Prabhu wanted to buy a dream home for his parents and make them proud.


He took a home loan to buy a house – but it proved to be the biggest blunder due to his carelessness.


If you plan to take a home loan, you can’t miss out on this


A big-shot tier-1 company offered Prabhu a job with an 80% hike on his last salary.


It gave Prabhu the wings to upgrade his lifestyle.


He decided to buy a luxurious penthouse in a posh area.


Prabhu applied for a home loan.


However, he skimmed through the loan documents and blindly relied on the agent’s advice.


It cost him big time.


The bank agent insisted Prabhu should buy term insurance along with the home loan.


It would secure Prabhu’s family financially if he unexpectedly passes away during the loan tenure.


Prabhu bought the recommended term insurance.


The agent also promised to get Prabhu the loan at the lowest possible rate.

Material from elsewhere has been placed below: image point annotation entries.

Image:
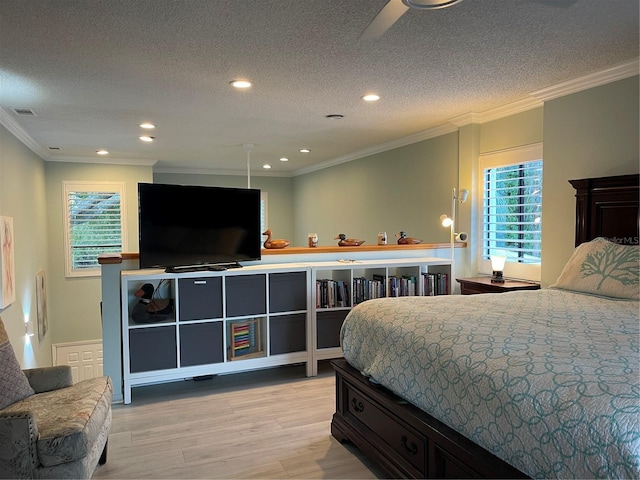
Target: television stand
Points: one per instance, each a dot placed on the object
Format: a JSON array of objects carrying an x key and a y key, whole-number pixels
[{"x": 196, "y": 268}]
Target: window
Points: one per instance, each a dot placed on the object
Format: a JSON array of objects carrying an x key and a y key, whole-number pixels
[
  {"x": 94, "y": 224},
  {"x": 511, "y": 210}
]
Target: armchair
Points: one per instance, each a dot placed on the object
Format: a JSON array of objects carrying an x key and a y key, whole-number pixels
[{"x": 50, "y": 427}]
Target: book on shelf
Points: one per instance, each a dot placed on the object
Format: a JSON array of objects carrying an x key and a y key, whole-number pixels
[
  {"x": 435, "y": 284},
  {"x": 245, "y": 337}
]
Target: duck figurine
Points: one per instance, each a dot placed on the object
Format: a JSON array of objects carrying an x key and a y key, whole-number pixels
[
  {"x": 149, "y": 309},
  {"x": 274, "y": 244},
  {"x": 404, "y": 240},
  {"x": 348, "y": 242}
]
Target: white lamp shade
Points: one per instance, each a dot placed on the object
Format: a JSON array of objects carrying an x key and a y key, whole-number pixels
[{"x": 497, "y": 263}]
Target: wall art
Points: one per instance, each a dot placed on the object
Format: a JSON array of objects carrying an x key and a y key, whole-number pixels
[{"x": 7, "y": 267}]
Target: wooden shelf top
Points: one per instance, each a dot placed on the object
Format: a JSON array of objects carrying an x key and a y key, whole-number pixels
[{"x": 116, "y": 258}]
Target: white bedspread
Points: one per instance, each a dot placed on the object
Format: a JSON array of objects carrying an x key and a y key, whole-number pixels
[{"x": 547, "y": 380}]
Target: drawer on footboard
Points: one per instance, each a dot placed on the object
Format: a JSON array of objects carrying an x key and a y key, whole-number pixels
[{"x": 407, "y": 443}]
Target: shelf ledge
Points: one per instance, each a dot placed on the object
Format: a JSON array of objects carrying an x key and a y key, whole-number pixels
[{"x": 116, "y": 258}]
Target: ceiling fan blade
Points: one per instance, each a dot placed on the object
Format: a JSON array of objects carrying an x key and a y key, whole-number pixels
[{"x": 389, "y": 15}]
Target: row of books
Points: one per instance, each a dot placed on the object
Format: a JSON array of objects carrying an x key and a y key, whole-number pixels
[
  {"x": 245, "y": 337},
  {"x": 435, "y": 284},
  {"x": 336, "y": 293}
]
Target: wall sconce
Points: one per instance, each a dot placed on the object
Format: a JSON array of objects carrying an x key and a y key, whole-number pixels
[
  {"x": 497, "y": 265},
  {"x": 28, "y": 328},
  {"x": 450, "y": 222}
]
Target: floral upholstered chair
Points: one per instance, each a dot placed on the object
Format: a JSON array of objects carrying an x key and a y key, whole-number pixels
[{"x": 50, "y": 427}]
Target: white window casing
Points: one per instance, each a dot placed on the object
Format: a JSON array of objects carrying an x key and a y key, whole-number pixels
[{"x": 510, "y": 210}]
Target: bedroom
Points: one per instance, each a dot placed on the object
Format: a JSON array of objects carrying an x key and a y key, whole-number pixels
[{"x": 593, "y": 132}]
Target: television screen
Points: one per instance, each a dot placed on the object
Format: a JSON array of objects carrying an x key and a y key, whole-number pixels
[{"x": 184, "y": 225}]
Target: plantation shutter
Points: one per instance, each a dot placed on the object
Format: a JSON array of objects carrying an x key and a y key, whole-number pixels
[
  {"x": 512, "y": 209},
  {"x": 94, "y": 226}
]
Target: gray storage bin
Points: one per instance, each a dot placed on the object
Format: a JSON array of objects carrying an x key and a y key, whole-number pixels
[
  {"x": 152, "y": 348},
  {"x": 246, "y": 295},
  {"x": 200, "y": 298},
  {"x": 288, "y": 333},
  {"x": 287, "y": 292}
]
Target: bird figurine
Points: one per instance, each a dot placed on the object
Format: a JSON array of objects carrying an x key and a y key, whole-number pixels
[
  {"x": 348, "y": 242},
  {"x": 404, "y": 240},
  {"x": 274, "y": 244},
  {"x": 149, "y": 309}
]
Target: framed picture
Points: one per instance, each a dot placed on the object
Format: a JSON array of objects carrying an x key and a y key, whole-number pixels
[
  {"x": 41, "y": 300},
  {"x": 7, "y": 268}
]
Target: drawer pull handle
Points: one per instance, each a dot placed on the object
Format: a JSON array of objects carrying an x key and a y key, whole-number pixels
[
  {"x": 412, "y": 449},
  {"x": 357, "y": 406}
]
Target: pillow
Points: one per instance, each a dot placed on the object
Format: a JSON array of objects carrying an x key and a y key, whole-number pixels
[
  {"x": 14, "y": 385},
  {"x": 604, "y": 268}
]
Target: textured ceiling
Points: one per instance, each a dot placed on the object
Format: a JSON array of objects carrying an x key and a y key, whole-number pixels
[{"x": 92, "y": 70}]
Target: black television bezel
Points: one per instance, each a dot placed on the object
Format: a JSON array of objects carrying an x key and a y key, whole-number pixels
[{"x": 209, "y": 261}]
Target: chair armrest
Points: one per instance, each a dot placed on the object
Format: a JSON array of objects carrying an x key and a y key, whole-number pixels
[
  {"x": 18, "y": 455},
  {"x": 45, "y": 379}
]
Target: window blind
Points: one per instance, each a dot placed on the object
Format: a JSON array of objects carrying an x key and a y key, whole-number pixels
[
  {"x": 511, "y": 212},
  {"x": 95, "y": 226}
]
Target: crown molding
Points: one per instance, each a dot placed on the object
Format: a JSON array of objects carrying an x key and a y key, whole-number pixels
[
  {"x": 612, "y": 74},
  {"x": 401, "y": 142},
  {"x": 103, "y": 160},
  {"x": 10, "y": 124},
  {"x": 212, "y": 171}
]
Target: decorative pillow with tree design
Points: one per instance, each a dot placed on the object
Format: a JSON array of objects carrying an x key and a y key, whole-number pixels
[{"x": 604, "y": 268}]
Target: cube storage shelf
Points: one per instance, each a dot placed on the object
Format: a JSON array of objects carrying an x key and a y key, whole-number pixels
[{"x": 254, "y": 317}]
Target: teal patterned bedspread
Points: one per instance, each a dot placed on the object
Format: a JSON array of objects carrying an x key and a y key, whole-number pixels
[{"x": 547, "y": 380}]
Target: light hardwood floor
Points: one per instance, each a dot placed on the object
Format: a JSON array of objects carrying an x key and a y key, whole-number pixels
[{"x": 271, "y": 423}]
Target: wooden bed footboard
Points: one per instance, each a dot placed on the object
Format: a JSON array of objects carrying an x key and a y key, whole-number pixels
[{"x": 402, "y": 439}]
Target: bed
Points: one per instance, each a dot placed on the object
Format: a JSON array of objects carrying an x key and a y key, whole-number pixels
[{"x": 539, "y": 384}]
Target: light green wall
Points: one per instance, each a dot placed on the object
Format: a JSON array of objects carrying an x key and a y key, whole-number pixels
[
  {"x": 279, "y": 190},
  {"x": 407, "y": 188},
  {"x": 590, "y": 133},
  {"x": 593, "y": 133},
  {"x": 22, "y": 197},
  {"x": 514, "y": 131},
  {"x": 75, "y": 302}
]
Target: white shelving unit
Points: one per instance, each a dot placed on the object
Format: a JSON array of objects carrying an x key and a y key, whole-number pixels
[
  {"x": 327, "y": 320},
  {"x": 198, "y": 338},
  {"x": 244, "y": 319}
]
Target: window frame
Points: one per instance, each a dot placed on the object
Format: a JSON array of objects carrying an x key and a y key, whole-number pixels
[
  {"x": 69, "y": 186},
  {"x": 500, "y": 158}
]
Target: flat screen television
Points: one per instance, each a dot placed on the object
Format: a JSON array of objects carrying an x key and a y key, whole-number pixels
[{"x": 186, "y": 227}]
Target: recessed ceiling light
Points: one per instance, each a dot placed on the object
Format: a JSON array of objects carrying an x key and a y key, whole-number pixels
[
  {"x": 430, "y": 4},
  {"x": 241, "y": 84}
]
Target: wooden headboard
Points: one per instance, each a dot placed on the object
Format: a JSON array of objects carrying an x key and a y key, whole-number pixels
[{"x": 608, "y": 207}]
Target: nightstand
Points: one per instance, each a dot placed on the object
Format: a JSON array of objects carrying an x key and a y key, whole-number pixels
[{"x": 475, "y": 285}]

Prabhu neither checked other banks’ interest rates nor cross-verified if the agent offered him a fixed interest rate or a floating one.


Prabhu goofed up twice by blindly trusting the agent.


First, he was mis sold a ULIP plan instead of term insurance.


Now you may be wondering what’s wrong with it?


ULIP is an insurance + investment product.


On the other hand, term insurance is a pure insurance product that provides only death benefits.


ULIP can’t replace hardcore term insurance.


What is the downside to buying a ULIP?


1] The premium amount is insanely higher as compared to term insurance.


You can get at least 10x more coverage in term insurance by paying an equal premium amount than a ULIP.


2] ULIP mixes insurance and investment but falls short on both.


Investment returns provided by a ULIP are much lower than other investment products such as mutual funds, stocks, etc.


Why do some banks force customers to buy ULIPs?


To earn higher commissions and fees.


Buying a ULIP to protect your family’s future is as good as not buying insurance.


But Prabhu was tricked into buying a ULIP because he didn’t do enough research beforehand.


Prabhu also made another blunder.


Remember, I told you he didn’t even check if the agent offered him a fixed interest rate or a floating one.


Turns out the bank official gave him a fixed interest rate.


What’s the difference between the two?


If you opt for a fixed interest rate, the bank locks the interest rate for you for the entire loan tenure.


Irrespective of the change in repo rate or bank interest rate, your loan’s interest rate remains constant.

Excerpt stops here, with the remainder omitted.